Media’s sleek restaurant/lounge Two Fourteen (214 W. State St.) is less than 18 months old, but beverage director Jeremy Winkler has cycled through at least 40 brand-new cocktails, rotating in fresh creations with each season. He was tinkering with ideas for this summer’s drink list, trying to match up with chef-owner Michael Hackett’s menu, when the thought came to Winkler: “How do I get a light salad flavor into a cocktail?”

It took Winkler 11 or 12 tries before he finalized Two Fourteen’s You Drivin’ Me Caprese ($17), a savory cocktail that’s dry, balanced, and unexpectedly refreshing despite packing 2 ounces of Bacardi and a half-ounce of garlic-infused rum (don’t worry — it’s just a whiff).
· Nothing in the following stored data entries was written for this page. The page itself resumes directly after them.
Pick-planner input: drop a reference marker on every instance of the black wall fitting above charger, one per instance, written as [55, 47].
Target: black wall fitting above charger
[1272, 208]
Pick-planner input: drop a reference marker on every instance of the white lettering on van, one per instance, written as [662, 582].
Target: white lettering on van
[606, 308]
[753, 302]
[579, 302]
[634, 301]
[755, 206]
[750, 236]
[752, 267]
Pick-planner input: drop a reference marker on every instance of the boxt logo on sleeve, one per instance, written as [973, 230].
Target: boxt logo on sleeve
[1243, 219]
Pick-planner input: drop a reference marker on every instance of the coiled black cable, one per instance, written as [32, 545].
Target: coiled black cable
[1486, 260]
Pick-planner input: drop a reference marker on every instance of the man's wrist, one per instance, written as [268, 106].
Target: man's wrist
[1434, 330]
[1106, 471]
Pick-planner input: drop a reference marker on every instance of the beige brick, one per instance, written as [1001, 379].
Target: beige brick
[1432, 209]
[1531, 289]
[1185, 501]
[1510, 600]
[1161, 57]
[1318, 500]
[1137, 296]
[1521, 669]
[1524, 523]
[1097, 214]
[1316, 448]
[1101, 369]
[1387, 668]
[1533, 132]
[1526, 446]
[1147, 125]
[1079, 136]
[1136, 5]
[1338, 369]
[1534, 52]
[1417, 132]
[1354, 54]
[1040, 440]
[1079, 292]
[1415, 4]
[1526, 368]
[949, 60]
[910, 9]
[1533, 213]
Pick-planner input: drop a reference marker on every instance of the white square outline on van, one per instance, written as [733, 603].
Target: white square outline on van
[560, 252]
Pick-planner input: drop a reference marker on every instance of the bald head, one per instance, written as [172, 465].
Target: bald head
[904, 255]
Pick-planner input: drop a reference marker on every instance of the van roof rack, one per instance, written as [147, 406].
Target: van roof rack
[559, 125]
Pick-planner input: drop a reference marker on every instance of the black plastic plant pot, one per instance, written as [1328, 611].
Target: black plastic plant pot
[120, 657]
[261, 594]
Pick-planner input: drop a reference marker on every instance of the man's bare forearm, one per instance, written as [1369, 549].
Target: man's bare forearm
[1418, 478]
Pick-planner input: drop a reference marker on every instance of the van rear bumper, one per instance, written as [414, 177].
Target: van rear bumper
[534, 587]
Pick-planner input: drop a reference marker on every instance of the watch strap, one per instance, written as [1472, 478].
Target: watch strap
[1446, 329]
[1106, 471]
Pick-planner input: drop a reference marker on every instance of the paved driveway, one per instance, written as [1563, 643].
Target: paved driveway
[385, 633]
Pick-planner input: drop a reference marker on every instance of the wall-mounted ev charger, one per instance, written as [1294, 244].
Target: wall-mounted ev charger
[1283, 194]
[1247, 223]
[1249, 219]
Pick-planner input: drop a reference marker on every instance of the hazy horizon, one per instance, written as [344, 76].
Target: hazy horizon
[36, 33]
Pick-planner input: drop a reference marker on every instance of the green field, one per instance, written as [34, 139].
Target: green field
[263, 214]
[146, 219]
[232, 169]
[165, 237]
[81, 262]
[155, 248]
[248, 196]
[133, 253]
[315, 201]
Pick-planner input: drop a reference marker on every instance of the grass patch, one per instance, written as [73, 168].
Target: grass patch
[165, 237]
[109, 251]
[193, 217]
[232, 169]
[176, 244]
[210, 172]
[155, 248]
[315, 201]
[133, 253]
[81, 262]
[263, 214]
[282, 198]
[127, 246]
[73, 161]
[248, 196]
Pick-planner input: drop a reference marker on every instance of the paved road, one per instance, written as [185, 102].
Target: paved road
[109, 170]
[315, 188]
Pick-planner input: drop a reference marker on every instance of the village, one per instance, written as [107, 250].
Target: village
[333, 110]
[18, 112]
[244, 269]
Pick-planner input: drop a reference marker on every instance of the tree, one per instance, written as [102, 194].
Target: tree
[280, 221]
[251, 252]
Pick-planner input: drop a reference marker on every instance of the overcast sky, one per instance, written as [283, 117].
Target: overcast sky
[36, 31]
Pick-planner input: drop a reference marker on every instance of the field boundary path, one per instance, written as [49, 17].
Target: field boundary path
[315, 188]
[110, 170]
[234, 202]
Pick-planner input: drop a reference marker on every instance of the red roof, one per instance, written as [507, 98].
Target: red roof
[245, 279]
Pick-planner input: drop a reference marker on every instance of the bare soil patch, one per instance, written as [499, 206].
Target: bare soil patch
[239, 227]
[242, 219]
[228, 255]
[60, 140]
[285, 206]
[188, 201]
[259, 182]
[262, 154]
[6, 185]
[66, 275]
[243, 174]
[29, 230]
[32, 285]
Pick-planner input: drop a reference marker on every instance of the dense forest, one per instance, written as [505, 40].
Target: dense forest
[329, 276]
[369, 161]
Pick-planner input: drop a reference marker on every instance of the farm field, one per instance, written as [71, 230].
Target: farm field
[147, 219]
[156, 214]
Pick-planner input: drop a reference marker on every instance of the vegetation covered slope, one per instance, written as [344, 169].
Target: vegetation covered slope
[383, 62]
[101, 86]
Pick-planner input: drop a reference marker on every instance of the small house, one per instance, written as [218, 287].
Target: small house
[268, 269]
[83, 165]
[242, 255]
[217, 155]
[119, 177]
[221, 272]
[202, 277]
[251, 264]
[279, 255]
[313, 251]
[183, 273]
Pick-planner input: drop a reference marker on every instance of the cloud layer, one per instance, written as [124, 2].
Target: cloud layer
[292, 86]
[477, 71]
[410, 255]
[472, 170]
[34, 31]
This isn’t a cocktail you’ll want to recreate at home. First, the Two Fourteen crew whips up a batch of tomato water, or tomato juice from heirloom, cherry, and grape tomatoes that’s been strained twice, then simmered down with sugar, salt, fresh basil, roasted garlic, oregano, and black pepper. “It almost smells like grandma’s Sunday gravy in here for a day,” Winkler says of tomato-water production. Meanwhile, more roasted garlic goes into Faber rum, a mixture that sit for 10 days.

The other ingredients in the caprese cocktail are more straightforward: There’s a half-ounce of fresh-squeezed lime juice, a quarter-ounce of simple syrup, the Bacardi white rum, a few leaves of fresh basil, and a splash of oil from a container of marinated fresh mozzarella balls. Once Winkler compiles everything together, he gives it a hard shake and double-strains it into a Nick & Nora glass. It’s garnished with a speared sphere of mozz.

Winkler says You Drivin’ Me Caprese is gaining ground but has yet to come close to the best-sellers of the summer menu. That’s a tie between Two Fourteen’s spicy summer margarita (the fuego melon, spiked with habanero-poblano-infused tequila) and the Dice Dice Baby, a bartender’s choice option that’s proved more popular than Winkler ever anticipated. Customers roll three dice branded with spirits, flavor profiles, and techniques, and Two Fourteen’s bartenders respond accordingly, even when the bar is at its busiest. “It’s a nightmare some nights, but it is the most fun that we have at the bar.”